Have you tried using the Lorex online chat service?

Lorex Support and Installation LOREX | LOREX TECHNOLOGY INC. | Wired Products - CCTV Security Observation Systems, Security Cameras, Surveillance DVRs

To me it sounds like either not enough lighting for the camera's causing the grainy issue, and or the cameras need focus adustment. Unless you have a cable issue? But, with all 8 doing the same thing, it kind of leans toward a dvr issue. Maybe it need a firmware update.Best to talk with the Lorex people though IMO.


----------



## BillyC

*Re: Lorex L23WD*

Thanks for the suggestion. I contacted Lorex and the tech looked at the pictures on line and agreed they were not at a good quality. He said I have the newest cameras Lorex makes and he will research further. I too suspect the DVR.


----------



## Shekka

Glad your getting somewhere. Hope they can get it sorted for you!!


----------



## BillyC

*Re: Lorex L23WD*

Does anyone know if it is possible to use a TV or a PC as a test monitor to check camera and cable installations? I am trying to isolate the low quality camera pictures shown on the DVR/monitor. This system is using the Lorex 600 line cameras.
Thank you


----------



## Shekka

*Re: Lorex L23WD*

whats the model of the cameras?


----------



## BillyC

*Re: Lorex L23WD*

They are the CVC7575 series, 600TVL


----------



## Shekka

*Re: Lorex L23WD*

Looks like they use BNC connections only. To my knowledge the only option you have is to try a different dvr...


----------



## BillyC

*Re: Lorex L23WD*

Would it be easier to test if it had other than BNC connections? I have seen BNC to RCA adaptors at Fry's?


----------



## Shekka

You could use a bnc to rca adapter, just have to make sure that the tv have a yellow RCA input on it. 

Has lorex gotten back to you about your issue yet?


----------



## BillyC

*Re: Lorex L23WD*

Not yet, they said a technician will call me. I will give them untill Friday afternoon and then I will remove and return the Lorex system. Perhaps I will try the Q-SEE system. Do you have any experience with that one, or might suggest a popular and reliable system?


----------



## Shekka

What about going back to the reseller where you got it and have them give you a different dvr? 
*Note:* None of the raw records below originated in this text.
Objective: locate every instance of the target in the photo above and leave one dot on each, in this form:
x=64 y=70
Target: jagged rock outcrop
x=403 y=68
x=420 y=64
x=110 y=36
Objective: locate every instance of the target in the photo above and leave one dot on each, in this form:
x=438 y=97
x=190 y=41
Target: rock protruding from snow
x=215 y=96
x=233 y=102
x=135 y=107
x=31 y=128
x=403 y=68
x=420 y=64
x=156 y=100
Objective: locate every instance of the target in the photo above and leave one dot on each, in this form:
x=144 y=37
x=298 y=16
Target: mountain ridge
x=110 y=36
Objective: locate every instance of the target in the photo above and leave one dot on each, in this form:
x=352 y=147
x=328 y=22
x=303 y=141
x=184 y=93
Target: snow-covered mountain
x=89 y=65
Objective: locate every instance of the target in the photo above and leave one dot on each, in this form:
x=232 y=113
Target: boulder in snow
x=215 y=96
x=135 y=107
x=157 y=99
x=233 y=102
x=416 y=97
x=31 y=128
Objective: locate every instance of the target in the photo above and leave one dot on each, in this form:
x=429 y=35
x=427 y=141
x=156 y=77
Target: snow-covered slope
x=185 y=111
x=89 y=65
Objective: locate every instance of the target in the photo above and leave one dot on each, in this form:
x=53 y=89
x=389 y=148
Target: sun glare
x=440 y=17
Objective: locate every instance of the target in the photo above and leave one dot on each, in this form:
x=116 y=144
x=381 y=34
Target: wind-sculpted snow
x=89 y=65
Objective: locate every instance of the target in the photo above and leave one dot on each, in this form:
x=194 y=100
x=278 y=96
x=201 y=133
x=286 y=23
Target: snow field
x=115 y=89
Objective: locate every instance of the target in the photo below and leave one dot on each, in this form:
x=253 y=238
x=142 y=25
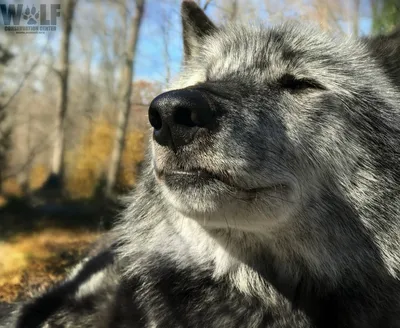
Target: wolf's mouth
x=193 y=175
x=200 y=176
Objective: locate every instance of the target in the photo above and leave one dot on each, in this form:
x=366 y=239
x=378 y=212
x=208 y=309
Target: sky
x=150 y=62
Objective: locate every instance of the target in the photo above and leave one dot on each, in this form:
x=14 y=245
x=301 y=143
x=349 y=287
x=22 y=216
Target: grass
x=31 y=261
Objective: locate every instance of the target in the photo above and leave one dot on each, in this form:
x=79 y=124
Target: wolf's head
x=261 y=120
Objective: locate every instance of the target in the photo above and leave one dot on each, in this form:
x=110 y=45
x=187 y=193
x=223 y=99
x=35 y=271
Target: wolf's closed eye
x=290 y=82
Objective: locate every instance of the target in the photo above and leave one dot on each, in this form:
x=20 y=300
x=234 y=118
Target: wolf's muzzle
x=178 y=115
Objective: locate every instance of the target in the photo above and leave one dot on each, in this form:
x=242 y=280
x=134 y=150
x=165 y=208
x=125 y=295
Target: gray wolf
x=269 y=198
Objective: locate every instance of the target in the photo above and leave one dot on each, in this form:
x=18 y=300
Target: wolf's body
x=296 y=222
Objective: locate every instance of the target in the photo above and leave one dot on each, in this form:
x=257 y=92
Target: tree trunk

As far as another brand, I have dealt with this company in the past. Only thing is that they are from Canada, so it may not be an option for you

http://www.cctvproducts.ca/

But they were easy to deal with, and had good phone support. 

Good luck.


----------



## BillyC

*Re: Lorex L23WD*

I heard from Lorex today, their technician, manager and engineer all looked at the pictures download from my system and said they were normal for this 600 TVL camera. I find it difficult to believe that the cameras and DVR cannot be optimized for a picture which agrees with the advertisement on the Lorex website. There the expected pictures are described as crisp and broadcast quality. I went over to a neighbor"s house to look at their new Lorex system with a different model DVR---the quality was about the same as mine. So, does Lorex have bad DVRs or cameras or both? I assume that the composite video signal is a standard and is implemented in a consistent manner. Is that just the ramblings of an overly optimistic engineer? I want to look into brands.


----------



## Shekka

*Re: Lorex L23WD*

A lot of the image issues could be caused by poor lighting. As a test try altering the lighting around one of the cameras and then look at the picture it gives. A very well lite area should give you as clear a picture as you will get.
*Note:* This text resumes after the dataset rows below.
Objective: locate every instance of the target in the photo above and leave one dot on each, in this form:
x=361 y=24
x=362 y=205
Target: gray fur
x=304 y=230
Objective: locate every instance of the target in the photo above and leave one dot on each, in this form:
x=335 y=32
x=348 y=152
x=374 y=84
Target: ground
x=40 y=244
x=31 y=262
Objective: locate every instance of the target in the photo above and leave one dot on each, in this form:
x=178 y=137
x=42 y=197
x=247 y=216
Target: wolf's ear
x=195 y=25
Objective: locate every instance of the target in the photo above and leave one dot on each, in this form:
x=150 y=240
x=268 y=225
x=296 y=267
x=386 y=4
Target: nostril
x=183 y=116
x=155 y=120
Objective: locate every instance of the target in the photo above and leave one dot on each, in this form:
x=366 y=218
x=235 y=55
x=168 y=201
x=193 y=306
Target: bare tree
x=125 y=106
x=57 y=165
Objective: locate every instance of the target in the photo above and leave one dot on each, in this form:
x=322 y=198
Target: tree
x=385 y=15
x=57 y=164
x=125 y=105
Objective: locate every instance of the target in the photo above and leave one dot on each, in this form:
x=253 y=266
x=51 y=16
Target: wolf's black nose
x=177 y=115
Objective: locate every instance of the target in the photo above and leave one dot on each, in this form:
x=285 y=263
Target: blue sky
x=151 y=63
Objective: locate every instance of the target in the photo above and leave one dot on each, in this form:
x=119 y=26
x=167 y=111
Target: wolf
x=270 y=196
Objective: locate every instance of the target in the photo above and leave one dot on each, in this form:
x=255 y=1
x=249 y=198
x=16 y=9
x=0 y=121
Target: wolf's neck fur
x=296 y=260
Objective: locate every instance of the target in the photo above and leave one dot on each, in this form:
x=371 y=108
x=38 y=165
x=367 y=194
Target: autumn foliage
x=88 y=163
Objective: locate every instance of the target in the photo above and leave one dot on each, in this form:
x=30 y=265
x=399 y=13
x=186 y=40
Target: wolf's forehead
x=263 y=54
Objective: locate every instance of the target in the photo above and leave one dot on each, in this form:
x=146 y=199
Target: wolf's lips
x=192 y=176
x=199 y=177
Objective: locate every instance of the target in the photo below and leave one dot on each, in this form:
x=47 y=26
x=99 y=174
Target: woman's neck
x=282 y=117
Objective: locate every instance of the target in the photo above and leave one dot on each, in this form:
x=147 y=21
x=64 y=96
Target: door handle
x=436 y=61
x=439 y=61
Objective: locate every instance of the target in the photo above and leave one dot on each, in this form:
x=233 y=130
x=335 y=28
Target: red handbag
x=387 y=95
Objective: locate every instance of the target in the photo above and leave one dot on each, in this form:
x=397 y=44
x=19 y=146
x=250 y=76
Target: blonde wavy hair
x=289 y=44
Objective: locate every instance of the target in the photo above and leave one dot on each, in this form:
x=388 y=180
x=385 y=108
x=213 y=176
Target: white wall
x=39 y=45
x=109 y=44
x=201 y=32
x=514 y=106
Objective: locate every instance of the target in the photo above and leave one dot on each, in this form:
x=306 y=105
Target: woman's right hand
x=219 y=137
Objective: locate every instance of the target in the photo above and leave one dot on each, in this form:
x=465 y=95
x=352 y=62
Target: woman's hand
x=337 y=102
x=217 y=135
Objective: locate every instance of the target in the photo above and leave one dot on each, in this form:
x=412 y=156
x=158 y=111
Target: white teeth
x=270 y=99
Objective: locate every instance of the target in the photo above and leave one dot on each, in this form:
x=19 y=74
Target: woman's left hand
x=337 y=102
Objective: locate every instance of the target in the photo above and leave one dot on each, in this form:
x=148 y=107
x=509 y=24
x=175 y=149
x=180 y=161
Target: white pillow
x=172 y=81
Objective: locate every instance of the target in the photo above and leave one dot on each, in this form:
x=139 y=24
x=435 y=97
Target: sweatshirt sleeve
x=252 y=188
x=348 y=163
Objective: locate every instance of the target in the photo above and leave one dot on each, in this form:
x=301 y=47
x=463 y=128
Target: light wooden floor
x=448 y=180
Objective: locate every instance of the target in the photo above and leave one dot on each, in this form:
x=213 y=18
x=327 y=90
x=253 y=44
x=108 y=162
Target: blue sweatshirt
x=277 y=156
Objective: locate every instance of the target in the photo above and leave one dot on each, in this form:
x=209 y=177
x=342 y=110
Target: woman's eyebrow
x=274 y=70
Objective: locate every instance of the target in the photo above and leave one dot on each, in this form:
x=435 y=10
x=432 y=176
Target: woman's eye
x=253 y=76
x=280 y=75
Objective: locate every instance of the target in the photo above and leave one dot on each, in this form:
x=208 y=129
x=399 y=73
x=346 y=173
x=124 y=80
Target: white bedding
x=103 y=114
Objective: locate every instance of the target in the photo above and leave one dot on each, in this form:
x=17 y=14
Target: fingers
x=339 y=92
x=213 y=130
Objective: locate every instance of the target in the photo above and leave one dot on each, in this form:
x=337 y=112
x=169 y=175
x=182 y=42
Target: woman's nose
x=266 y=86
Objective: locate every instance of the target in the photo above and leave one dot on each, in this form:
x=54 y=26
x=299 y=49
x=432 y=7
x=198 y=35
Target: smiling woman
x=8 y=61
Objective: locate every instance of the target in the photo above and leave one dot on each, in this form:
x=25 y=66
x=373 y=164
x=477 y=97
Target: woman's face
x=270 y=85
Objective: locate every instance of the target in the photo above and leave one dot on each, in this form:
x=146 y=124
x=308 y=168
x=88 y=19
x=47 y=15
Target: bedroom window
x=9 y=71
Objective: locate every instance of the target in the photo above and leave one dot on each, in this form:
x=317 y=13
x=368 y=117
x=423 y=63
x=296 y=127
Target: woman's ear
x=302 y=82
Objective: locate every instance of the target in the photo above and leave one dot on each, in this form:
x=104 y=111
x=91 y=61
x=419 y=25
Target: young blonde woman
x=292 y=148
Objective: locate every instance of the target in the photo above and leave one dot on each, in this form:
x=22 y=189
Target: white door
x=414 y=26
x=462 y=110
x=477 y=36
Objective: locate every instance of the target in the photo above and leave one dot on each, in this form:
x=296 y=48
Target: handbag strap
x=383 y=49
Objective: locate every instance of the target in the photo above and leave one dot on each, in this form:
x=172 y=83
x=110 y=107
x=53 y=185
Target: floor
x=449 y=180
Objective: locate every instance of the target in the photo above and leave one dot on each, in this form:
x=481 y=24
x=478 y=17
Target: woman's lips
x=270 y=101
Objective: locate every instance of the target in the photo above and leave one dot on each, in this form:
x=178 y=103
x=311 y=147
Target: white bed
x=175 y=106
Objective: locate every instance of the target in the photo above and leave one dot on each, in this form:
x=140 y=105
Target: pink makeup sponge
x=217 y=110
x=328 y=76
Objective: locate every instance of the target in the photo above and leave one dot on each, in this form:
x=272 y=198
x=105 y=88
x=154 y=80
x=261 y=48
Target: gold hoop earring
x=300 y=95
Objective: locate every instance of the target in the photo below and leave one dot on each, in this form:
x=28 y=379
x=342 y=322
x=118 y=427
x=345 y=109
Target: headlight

Might not hurt to look at other brands, if your not happy with the results of this one. Especially if the images you are getting are acceptable by the manufactures standards.


----------



## BillyC

*Re: Lorex L23WD*

This is an update for the problem with my Lorex system. Today I connected the cameras one at a time to a TV and found the camera quality to be very good. I then connected the DVR to the TV and again the camera quality was very good. This suggests that the Lorex monitor is junk.


----------



## Rodog

NEVER do the firmware update, ruined my whole system, took all the accounts out. Try setting them all to BEST.


----------



## Fjandr

Please don't resurrect old threads. Closed.


----------